Australia Deploys Drones to Monitor Shark Activity

Drone technology can be used in many different ways. In fact, a lot of scientific research teams are working with this technology to conduct various environmental experiments. One of those experiments utilizes drones to monitor and detect shark activity across Australia’s shores. It has the potential to save lives in the long run. Australia’s coasts are notorious for their shark activity, and drones can make a big difference.

Shark-detecting Drones

Drones can serve many different purposes. Although mainstream companies mainly explore this concept for competitive racing and delivery services, scientists are taking an entirely different approach. In Australia, a team of scientists is looking to incorporate drones as a way to monitor shark activity near the nation’s coastlines. They want to enhance beach safety as a whole, which has become somewhat threatened over the past few years.

The Australian government has noted how there has been an increase in shark attacks over the past few years. Addressing this problem is not all that easy, as there is no proper detection system yet in place. That is where drones come in, since they can effectively patrol the shores for sharks. The current plan is to begin a trial as early as next month, although it remains to be seen how long the experiment will run.

These dedicated drones – known as Little Rippers – have been successfully trialed since 2016. The government has had big plans for such a project for some time now, yet officials first wanted to ensure the technology was capable of meeting their demands. After all, monitoring for shark activity is not something drones are equipped for by default. Aerial shark detection will certainly have its benefits in the years to come, yet it did require the team to improve their overall accuracy first.

The human eye is only 20% to 30% accurate when it comes to identifying sharks from the air. However, drone technology introduces some improvements. It took this team of scientists some time, but their drones can now successfully identify sharks with 90 percent accuracy, which is rather impressive. The system is trained in such a way that it can identify sharks using publicly available aerial photos and video footage.

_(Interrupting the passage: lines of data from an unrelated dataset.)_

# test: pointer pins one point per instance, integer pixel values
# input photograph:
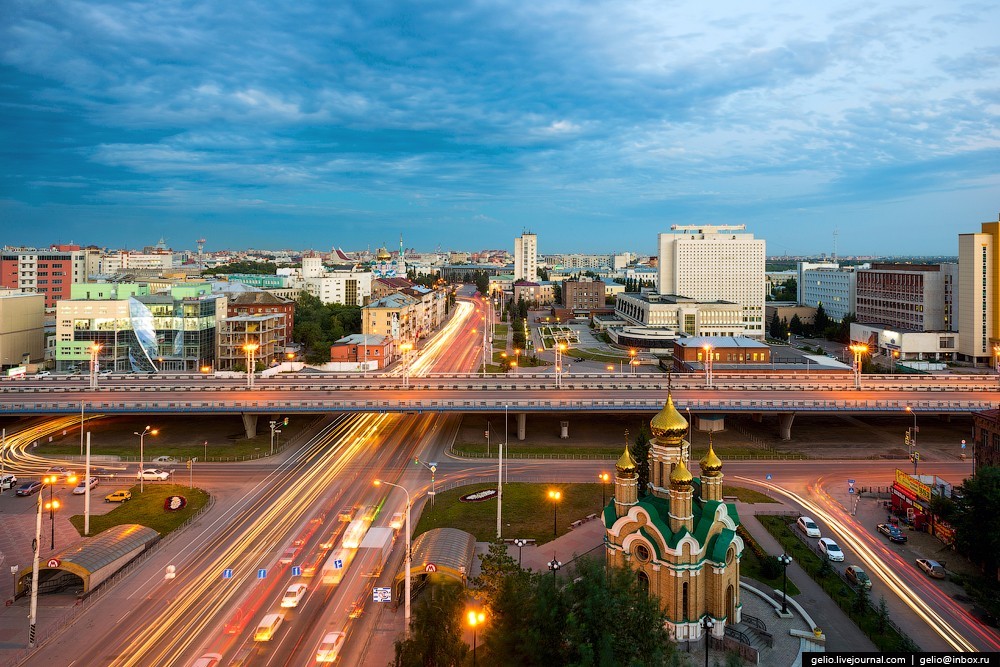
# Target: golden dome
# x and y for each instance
(711, 465)
(680, 476)
(625, 463)
(668, 421)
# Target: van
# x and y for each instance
(268, 626)
(208, 660)
(330, 647)
(292, 596)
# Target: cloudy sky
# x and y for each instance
(458, 124)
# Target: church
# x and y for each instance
(680, 536)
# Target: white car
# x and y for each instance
(829, 548)
(153, 474)
(81, 488)
(808, 526)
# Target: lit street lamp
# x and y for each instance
(554, 496)
(406, 603)
(151, 431)
(785, 560)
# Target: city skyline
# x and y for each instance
(460, 126)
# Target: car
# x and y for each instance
(807, 526)
(829, 548)
(330, 647)
(119, 496)
(28, 488)
(892, 532)
(931, 568)
(857, 577)
(150, 474)
(82, 487)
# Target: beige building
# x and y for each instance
(22, 336)
(680, 537)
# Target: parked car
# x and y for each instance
(829, 548)
(119, 496)
(808, 526)
(892, 532)
(931, 568)
(81, 488)
(856, 576)
(28, 488)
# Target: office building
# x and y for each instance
(715, 263)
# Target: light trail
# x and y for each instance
(887, 574)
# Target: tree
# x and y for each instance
(640, 454)
(977, 522)
(435, 630)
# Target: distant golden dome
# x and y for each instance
(680, 476)
(711, 465)
(668, 421)
(625, 463)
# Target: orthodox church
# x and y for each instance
(680, 537)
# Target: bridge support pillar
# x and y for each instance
(249, 424)
(785, 425)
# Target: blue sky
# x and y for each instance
(458, 124)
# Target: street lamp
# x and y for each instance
(151, 431)
(475, 618)
(708, 365)
(707, 624)
(406, 604)
(405, 349)
(858, 349)
(554, 496)
(520, 544)
(251, 350)
(785, 560)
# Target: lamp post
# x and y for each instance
(785, 560)
(405, 349)
(554, 496)
(406, 603)
(520, 544)
(858, 349)
(708, 365)
(251, 350)
(553, 566)
(707, 624)
(151, 431)
(475, 618)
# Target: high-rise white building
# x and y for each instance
(979, 287)
(715, 263)
(526, 257)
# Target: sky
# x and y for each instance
(595, 124)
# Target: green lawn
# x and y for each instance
(527, 511)
(146, 508)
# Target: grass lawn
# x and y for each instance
(527, 511)
(147, 509)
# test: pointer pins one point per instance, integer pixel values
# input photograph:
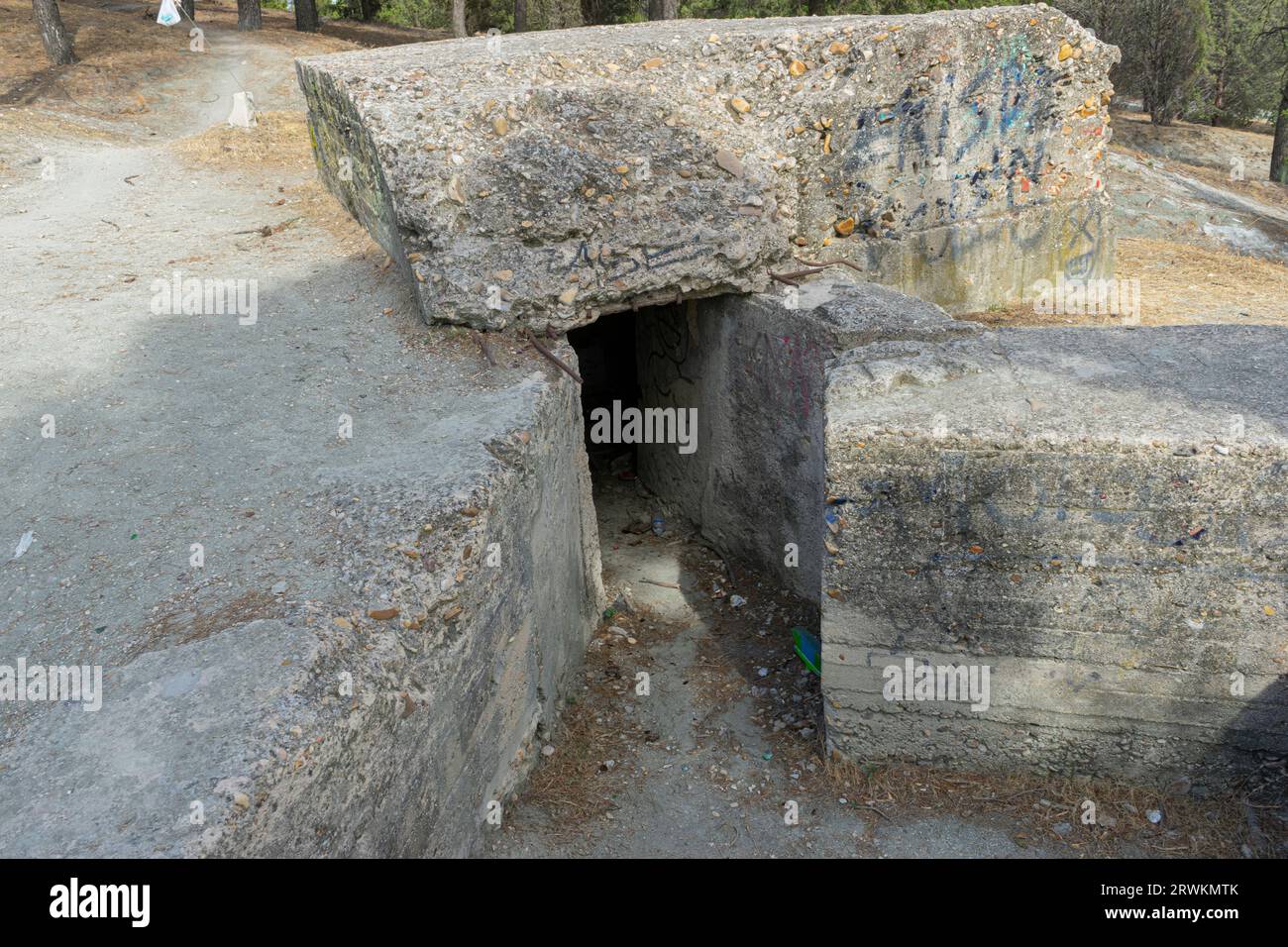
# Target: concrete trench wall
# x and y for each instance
(1085, 515)
(1056, 505)
(327, 729)
(460, 723)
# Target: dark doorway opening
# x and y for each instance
(605, 356)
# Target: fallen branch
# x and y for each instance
(267, 231)
(665, 585)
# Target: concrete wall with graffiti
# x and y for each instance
(957, 157)
(977, 170)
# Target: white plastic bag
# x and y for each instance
(168, 13)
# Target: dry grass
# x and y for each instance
(279, 141)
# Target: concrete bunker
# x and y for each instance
(583, 182)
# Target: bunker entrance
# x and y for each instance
(694, 447)
(691, 509)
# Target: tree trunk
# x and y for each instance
(53, 34)
(1279, 150)
(307, 16)
(249, 16)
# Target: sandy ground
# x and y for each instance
(121, 165)
(1198, 227)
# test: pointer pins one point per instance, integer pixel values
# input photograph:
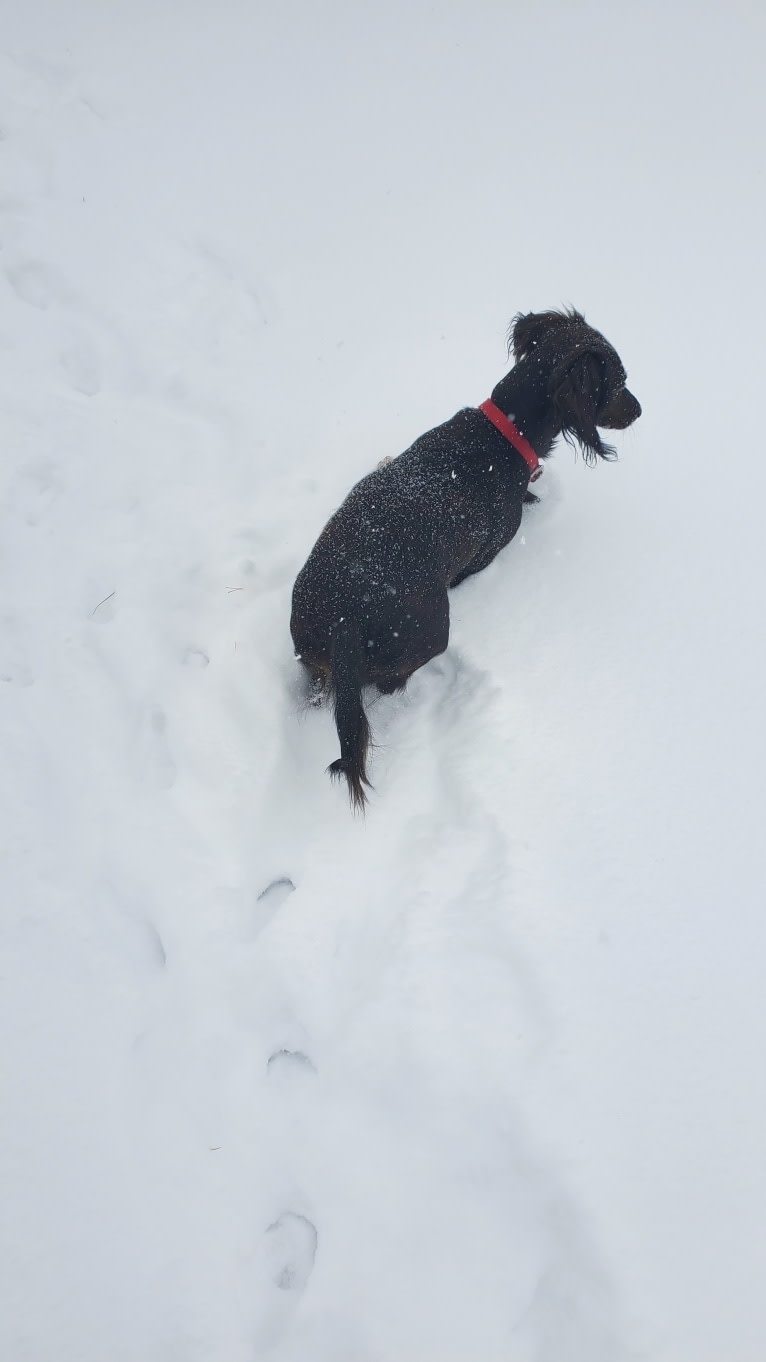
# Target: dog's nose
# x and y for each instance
(620, 412)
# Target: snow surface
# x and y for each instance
(479, 1078)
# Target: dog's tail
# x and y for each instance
(350, 719)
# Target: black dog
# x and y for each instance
(371, 604)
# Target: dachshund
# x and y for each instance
(371, 605)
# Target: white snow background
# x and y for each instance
(479, 1078)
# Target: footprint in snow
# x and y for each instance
(288, 1064)
(270, 900)
(36, 283)
(290, 1248)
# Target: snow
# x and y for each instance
(479, 1076)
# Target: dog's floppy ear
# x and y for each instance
(529, 328)
(575, 391)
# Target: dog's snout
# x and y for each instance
(620, 412)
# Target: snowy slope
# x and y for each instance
(479, 1076)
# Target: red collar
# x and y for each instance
(506, 426)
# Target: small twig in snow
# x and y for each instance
(102, 602)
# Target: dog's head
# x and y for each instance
(584, 373)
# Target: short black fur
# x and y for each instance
(371, 605)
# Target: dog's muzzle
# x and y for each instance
(620, 412)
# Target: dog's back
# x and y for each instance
(371, 606)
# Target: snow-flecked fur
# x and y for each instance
(371, 606)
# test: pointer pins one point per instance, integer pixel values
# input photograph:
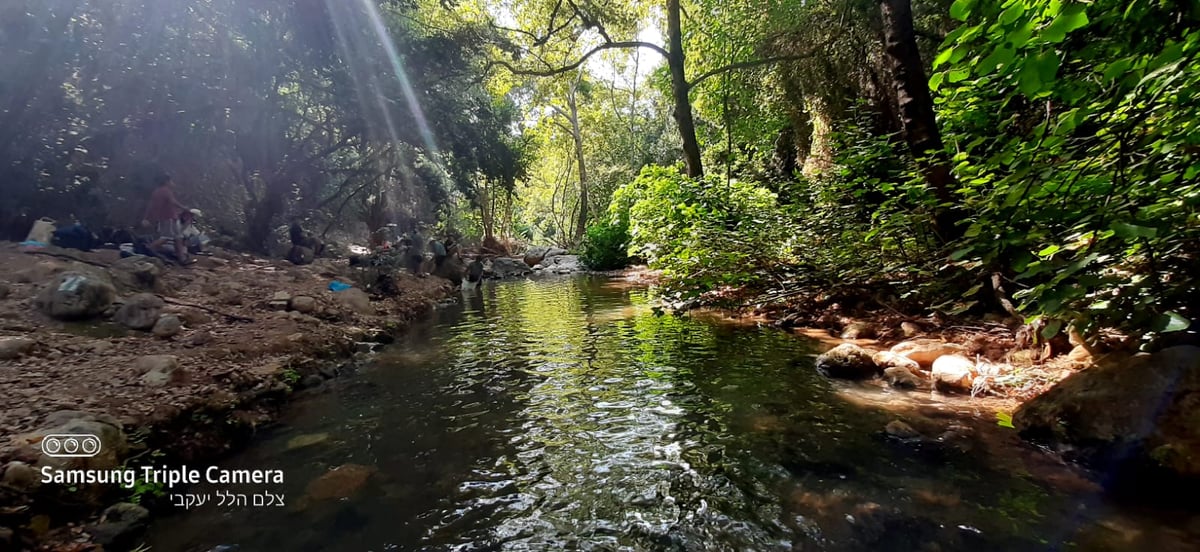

Once a shark is detected, drones will alert swimmers using a built-in megaphone. They can even deploy a life raft and an emergency beacon if needed. This goes to show the Little Rippers are more than capable of handling themselves in this regard, although only a real-life deployment will tell if this technology is both viable and successful. It also appears the drone manufacturer is working on a shark repellent solution for use in the future, although specifics are hard to come by as of right now.

Australia has to find a technological solution to this shark problem; that much is certain. Earlier this year, the government introduced protective nets to protect swimmers from sharks after multiple attacks took place. However, the usefulness of underwater nets has yet to be determined, and they may end up harming aquatic life in the end.  Shark seeking drones are an interesting concept, as well as one definitely worth keeping an eye on.